7. It appears that some time prior to the death of Joaozinho Pereira a vehicle belonging to him was purchased by his brother Rogerio Pereira and the defendant no.1 herself had informed the Road Transport Authorities about the loss of the alertness of Joaozinho.
8. Be that as it may, the plaintiff ultimately obtained a copy of the Will and filed the aforesaid suit for a declaration that the plaintiff no.1 is the owner of the amounts lying in Dena bank and the National Savings Certificates as set out in prayer clause (a) and (b) of the plaint.
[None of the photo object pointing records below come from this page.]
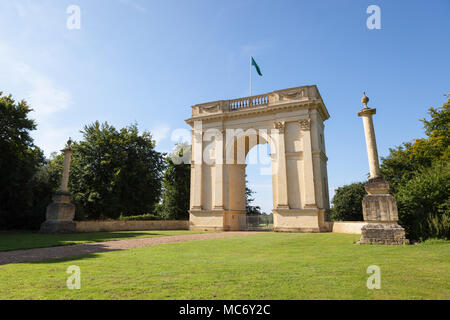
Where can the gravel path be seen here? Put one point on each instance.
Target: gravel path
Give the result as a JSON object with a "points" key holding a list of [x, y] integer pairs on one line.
{"points": [[39, 254]]}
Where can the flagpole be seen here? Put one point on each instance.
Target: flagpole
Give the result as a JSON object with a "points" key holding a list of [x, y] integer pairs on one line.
{"points": [[250, 76]]}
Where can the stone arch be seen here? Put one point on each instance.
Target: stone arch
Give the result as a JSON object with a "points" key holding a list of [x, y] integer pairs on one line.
{"points": [[291, 122]]}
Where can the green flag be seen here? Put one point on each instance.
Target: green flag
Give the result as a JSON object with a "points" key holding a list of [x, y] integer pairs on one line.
{"points": [[256, 67]]}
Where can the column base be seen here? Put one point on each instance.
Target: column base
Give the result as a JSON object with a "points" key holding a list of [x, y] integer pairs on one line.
{"points": [[383, 233], [308, 220]]}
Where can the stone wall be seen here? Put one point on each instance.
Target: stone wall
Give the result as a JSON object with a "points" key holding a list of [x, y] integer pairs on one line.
{"points": [[351, 227], [108, 226]]}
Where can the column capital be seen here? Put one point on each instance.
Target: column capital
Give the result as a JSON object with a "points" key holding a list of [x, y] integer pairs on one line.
{"points": [[367, 112], [305, 125], [280, 125]]}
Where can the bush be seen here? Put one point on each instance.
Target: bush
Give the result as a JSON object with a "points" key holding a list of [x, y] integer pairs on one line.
{"points": [[424, 204], [347, 203], [142, 217]]}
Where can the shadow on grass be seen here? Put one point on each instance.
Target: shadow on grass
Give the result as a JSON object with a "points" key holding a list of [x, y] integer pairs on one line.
{"points": [[17, 240], [55, 254]]}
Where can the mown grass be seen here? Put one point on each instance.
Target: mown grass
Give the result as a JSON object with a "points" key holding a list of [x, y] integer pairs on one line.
{"points": [[260, 266], [16, 240]]}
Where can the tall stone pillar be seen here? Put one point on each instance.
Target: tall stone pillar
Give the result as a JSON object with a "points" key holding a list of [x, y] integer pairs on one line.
{"points": [[308, 165], [379, 207], [281, 174], [60, 213]]}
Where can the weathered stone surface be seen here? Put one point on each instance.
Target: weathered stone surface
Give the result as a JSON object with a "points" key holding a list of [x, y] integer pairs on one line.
{"points": [[58, 227], [383, 233], [291, 122], [379, 207], [377, 186], [60, 212]]}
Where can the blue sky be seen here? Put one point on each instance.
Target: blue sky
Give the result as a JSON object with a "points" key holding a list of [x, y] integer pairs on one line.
{"points": [[149, 61]]}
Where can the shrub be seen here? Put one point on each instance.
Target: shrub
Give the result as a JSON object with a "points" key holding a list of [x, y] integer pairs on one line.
{"points": [[424, 204], [147, 216], [347, 203]]}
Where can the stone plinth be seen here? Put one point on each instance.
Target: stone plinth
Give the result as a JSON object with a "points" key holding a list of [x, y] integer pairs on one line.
{"points": [[380, 213], [379, 207], [383, 233], [60, 214]]}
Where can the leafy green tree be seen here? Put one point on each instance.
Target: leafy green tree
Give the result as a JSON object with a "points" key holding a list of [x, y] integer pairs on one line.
{"points": [[403, 162], [418, 175], [20, 159], [424, 203], [251, 210], [114, 172], [176, 184], [347, 203]]}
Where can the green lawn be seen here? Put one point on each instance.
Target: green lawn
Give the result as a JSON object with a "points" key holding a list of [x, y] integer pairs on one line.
{"points": [[260, 266], [15, 240]]}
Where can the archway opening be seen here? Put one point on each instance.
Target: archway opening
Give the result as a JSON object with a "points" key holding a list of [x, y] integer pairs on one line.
{"points": [[259, 188]]}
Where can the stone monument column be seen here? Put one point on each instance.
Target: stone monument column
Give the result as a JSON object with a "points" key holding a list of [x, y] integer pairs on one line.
{"points": [[379, 207], [60, 213]]}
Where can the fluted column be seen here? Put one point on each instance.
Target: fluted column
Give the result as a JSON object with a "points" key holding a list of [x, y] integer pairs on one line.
{"points": [[67, 159], [282, 193], [308, 165], [366, 113]]}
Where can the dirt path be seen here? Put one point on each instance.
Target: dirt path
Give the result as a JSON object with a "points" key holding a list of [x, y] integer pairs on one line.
{"points": [[39, 254]]}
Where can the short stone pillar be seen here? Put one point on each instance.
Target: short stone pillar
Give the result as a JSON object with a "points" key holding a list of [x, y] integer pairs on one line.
{"points": [[379, 207], [60, 213]]}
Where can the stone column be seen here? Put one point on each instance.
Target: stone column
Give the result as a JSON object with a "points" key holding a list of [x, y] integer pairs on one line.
{"points": [[282, 193], [196, 167], [371, 143], [60, 213], [65, 177], [379, 207]]}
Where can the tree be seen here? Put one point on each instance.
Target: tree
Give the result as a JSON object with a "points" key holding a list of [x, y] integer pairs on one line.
{"points": [[418, 175], [114, 172], [424, 203], [404, 161], [19, 162], [347, 203], [251, 210], [176, 184]]}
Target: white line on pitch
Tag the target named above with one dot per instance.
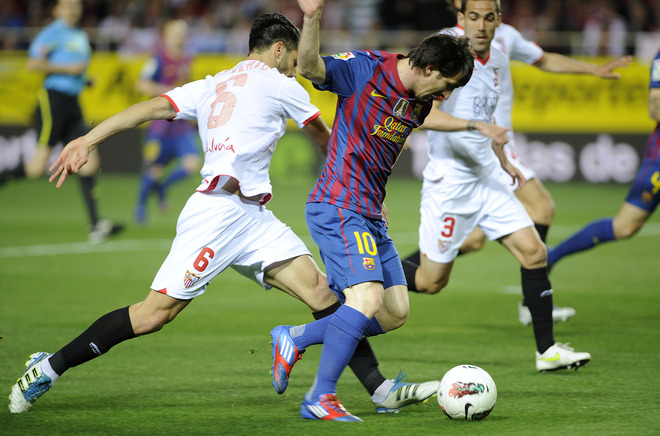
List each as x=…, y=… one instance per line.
x=650, y=229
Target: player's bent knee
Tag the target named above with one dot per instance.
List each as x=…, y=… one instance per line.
x=534, y=256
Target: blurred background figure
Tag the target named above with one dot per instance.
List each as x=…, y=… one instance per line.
x=643, y=197
x=62, y=51
x=165, y=141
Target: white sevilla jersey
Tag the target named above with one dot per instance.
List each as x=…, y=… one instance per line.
x=514, y=46
x=241, y=113
x=463, y=157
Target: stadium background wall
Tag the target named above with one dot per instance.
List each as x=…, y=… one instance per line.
x=568, y=127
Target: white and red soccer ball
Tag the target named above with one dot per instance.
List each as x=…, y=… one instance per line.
x=467, y=392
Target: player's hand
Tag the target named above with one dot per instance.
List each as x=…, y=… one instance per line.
x=70, y=160
x=310, y=7
x=76, y=69
x=497, y=133
x=606, y=71
x=515, y=173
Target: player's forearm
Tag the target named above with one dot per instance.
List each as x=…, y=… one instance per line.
x=42, y=65
x=158, y=108
x=557, y=63
x=310, y=63
x=654, y=104
x=444, y=122
x=151, y=88
x=319, y=133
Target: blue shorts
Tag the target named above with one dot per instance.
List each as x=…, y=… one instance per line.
x=645, y=190
x=355, y=249
x=162, y=149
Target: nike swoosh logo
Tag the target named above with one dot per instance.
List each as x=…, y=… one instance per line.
x=552, y=359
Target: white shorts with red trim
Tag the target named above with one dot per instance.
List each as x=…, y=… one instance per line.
x=219, y=230
x=450, y=212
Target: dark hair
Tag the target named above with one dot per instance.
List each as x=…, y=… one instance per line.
x=271, y=28
x=497, y=6
x=447, y=54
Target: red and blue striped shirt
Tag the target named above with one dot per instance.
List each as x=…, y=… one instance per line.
x=375, y=114
x=653, y=145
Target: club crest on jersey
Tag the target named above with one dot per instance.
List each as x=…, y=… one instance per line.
x=401, y=107
x=655, y=71
x=416, y=113
x=189, y=279
x=443, y=245
x=368, y=263
x=344, y=56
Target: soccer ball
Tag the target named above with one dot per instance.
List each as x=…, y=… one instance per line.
x=467, y=392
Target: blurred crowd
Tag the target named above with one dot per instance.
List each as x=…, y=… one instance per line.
x=605, y=27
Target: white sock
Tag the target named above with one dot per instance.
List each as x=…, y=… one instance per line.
x=48, y=370
x=382, y=391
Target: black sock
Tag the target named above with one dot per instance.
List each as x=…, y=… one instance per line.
x=537, y=291
x=543, y=230
x=363, y=363
x=410, y=265
x=106, y=332
x=543, y=233
x=87, y=185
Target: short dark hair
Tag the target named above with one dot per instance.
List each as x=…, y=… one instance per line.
x=447, y=54
x=497, y=6
x=271, y=28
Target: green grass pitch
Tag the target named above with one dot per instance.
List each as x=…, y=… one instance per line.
x=208, y=371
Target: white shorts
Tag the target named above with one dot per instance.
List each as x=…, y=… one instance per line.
x=450, y=212
x=511, y=155
x=219, y=230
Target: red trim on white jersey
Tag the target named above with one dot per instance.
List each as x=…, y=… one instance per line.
x=313, y=117
x=482, y=61
x=542, y=56
x=176, y=108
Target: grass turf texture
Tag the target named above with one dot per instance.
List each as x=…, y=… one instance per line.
x=208, y=371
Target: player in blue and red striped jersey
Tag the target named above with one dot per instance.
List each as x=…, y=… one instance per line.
x=381, y=98
x=166, y=141
x=643, y=196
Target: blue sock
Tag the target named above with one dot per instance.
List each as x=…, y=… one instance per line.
x=591, y=235
x=146, y=185
x=309, y=334
x=176, y=175
x=342, y=335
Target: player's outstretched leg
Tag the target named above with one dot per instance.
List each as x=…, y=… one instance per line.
x=328, y=408
x=561, y=356
x=559, y=314
x=285, y=355
x=404, y=394
x=32, y=385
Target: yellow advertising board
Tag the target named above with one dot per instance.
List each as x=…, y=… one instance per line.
x=547, y=103
x=544, y=102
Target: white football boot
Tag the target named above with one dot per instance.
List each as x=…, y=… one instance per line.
x=561, y=356
x=405, y=394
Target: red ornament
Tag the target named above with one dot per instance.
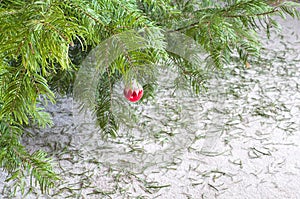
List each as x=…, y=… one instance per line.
x=133, y=91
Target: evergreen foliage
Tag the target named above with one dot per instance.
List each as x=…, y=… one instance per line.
x=42, y=44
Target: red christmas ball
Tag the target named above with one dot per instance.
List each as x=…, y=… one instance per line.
x=133, y=91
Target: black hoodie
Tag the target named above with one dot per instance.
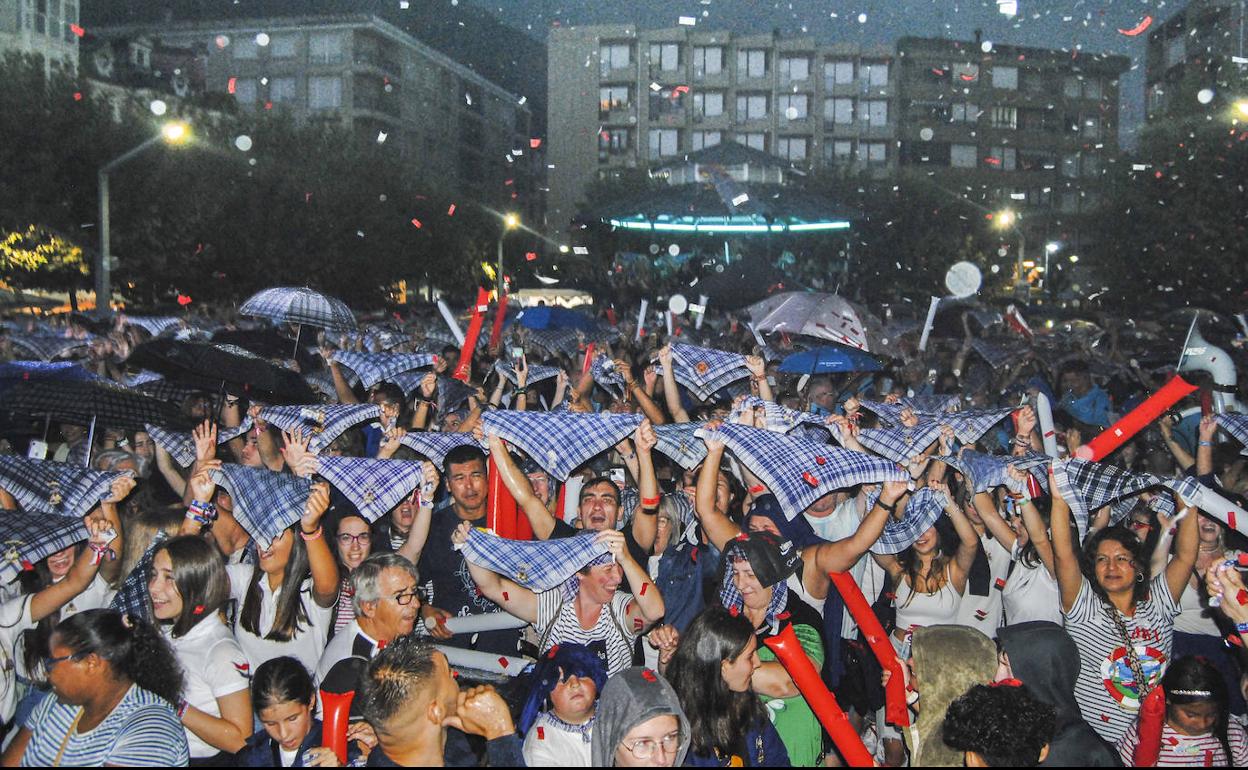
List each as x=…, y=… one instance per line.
x=1043, y=657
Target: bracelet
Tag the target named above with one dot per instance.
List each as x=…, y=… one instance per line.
x=312, y=536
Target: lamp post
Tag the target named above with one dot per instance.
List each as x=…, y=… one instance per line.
x=511, y=221
x=172, y=132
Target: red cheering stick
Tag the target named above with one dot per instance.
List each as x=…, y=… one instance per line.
x=820, y=699
x=1136, y=421
x=478, y=318
x=1152, y=714
x=895, y=692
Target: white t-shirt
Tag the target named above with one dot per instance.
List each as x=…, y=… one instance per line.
x=14, y=619
x=1106, y=690
x=214, y=665
x=610, y=638
x=305, y=647
x=1031, y=593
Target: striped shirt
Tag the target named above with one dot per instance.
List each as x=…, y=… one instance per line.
x=1189, y=750
x=141, y=731
x=1106, y=690
x=609, y=637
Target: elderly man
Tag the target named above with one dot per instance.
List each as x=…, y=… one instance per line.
x=421, y=718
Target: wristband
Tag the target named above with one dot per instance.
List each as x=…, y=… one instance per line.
x=312, y=536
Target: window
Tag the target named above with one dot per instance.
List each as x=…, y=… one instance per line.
x=964, y=114
x=664, y=142
x=874, y=112
x=751, y=63
x=325, y=92
x=708, y=60
x=758, y=141
x=1005, y=117
x=1002, y=159
x=839, y=110
x=326, y=48
x=962, y=156
x=705, y=139
x=794, y=68
x=282, y=90
x=794, y=106
x=282, y=46
x=793, y=147
x=665, y=56
x=708, y=104
x=613, y=97
x=614, y=56
x=874, y=74
x=872, y=152
x=751, y=106
x=838, y=73
x=246, y=91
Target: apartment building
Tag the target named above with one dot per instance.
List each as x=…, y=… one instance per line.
x=46, y=28
x=1201, y=48
x=622, y=97
x=448, y=124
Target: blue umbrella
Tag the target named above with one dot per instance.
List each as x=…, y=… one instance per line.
x=829, y=360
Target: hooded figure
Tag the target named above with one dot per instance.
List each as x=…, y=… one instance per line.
x=1043, y=657
x=947, y=662
x=630, y=698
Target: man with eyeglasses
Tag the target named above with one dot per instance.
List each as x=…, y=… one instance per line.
x=386, y=603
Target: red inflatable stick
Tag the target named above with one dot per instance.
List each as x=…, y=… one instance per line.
x=820, y=699
x=1136, y=421
x=333, y=724
x=478, y=318
x=1152, y=715
x=895, y=693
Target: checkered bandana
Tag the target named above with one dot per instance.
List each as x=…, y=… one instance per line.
x=131, y=597
x=536, y=564
x=59, y=488
x=678, y=441
x=1237, y=426
x=28, y=537
x=537, y=372
x=181, y=446
x=323, y=423
x=436, y=444
x=265, y=502
x=798, y=471
x=372, y=486
x=899, y=444
x=377, y=367
x=560, y=442
x=922, y=511
x=704, y=371
x=970, y=426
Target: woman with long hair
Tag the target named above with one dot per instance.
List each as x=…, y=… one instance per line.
x=115, y=687
x=189, y=589
x=711, y=672
x=286, y=599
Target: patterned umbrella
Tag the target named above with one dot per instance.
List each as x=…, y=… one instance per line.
x=300, y=306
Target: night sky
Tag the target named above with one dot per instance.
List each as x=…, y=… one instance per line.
x=1087, y=25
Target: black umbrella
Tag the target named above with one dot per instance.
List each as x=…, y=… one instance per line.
x=84, y=402
x=215, y=366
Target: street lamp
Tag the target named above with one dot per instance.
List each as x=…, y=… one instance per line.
x=172, y=132
x=511, y=221
x=1004, y=220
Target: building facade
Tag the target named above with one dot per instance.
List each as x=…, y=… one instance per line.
x=45, y=28
x=448, y=124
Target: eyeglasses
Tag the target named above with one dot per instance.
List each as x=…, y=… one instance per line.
x=644, y=748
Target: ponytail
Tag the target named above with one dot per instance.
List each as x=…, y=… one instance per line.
x=132, y=648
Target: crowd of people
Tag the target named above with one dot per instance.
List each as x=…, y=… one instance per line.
x=615, y=547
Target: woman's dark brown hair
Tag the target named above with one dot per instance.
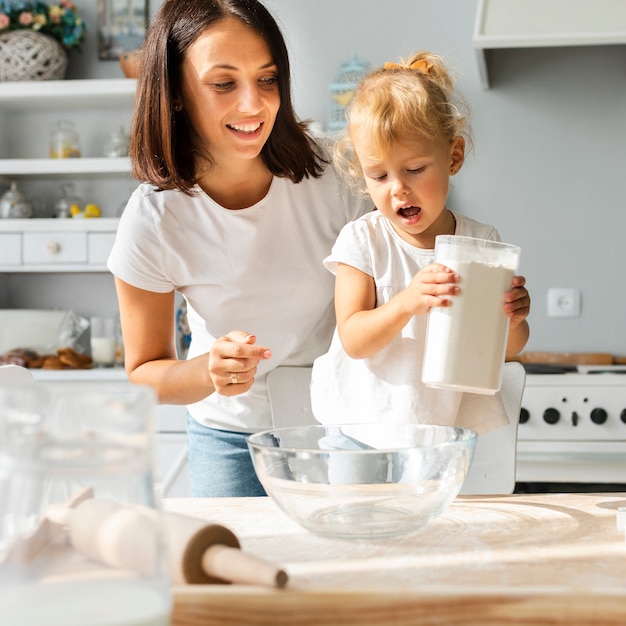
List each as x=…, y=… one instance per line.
x=164, y=149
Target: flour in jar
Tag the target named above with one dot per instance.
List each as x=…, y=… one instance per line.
x=466, y=342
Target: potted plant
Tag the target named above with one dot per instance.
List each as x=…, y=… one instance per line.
x=35, y=38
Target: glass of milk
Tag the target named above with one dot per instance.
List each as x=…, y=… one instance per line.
x=103, y=341
x=64, y=448
x=466, y=342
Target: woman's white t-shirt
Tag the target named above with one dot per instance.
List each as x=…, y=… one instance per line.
x=257, y=269
x=387, y=387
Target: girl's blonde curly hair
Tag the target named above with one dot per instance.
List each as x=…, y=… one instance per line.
x=415, y=99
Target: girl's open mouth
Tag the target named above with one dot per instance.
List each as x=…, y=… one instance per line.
x=409, y=212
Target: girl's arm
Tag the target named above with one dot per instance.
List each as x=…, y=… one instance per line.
x=365, y=329
x=150, y=358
The plaintiff also sought a declaration that the Will dated 27/2/2003 is null and void and for a permanent injunction restraining the defendant no.1 from withdrawing any amount and/or from encashing the Fixed Deposits and the National Saving Certificates.
9. The defendant no.1 filed written statement and resisted the suit and raised a counter claim. It was denied that the subject Will was executed by Joaozinho Pereira out of coercion or that he was not a in a fit state of mind at the time when the Will was executed. By virtue of the counter claim, the defendant no.1 sought a declaration that she is entitled to the amount of Rs.31,374/- collected by the plaintiff no.1 from the Goa Urban Cooperative bank, Panaji and for recovery of the said amount from the plaintiff no.1 along with interest.
10. On the basis of the rival pleadings the learned trial court raised the following issues: The issue no.3 was subsequently deleted on 21/3/2006.
i. Whether the plaintiffs prove that the plaintiff no.1 is the owner of the amounts which stands deposited in Dena Bank of India under the fixed deposit accounts?
ii) Whether the plaintiffs prove that the plaintiff no.3 is the owner of the National Saving Certificates and the amounts mentioned therein?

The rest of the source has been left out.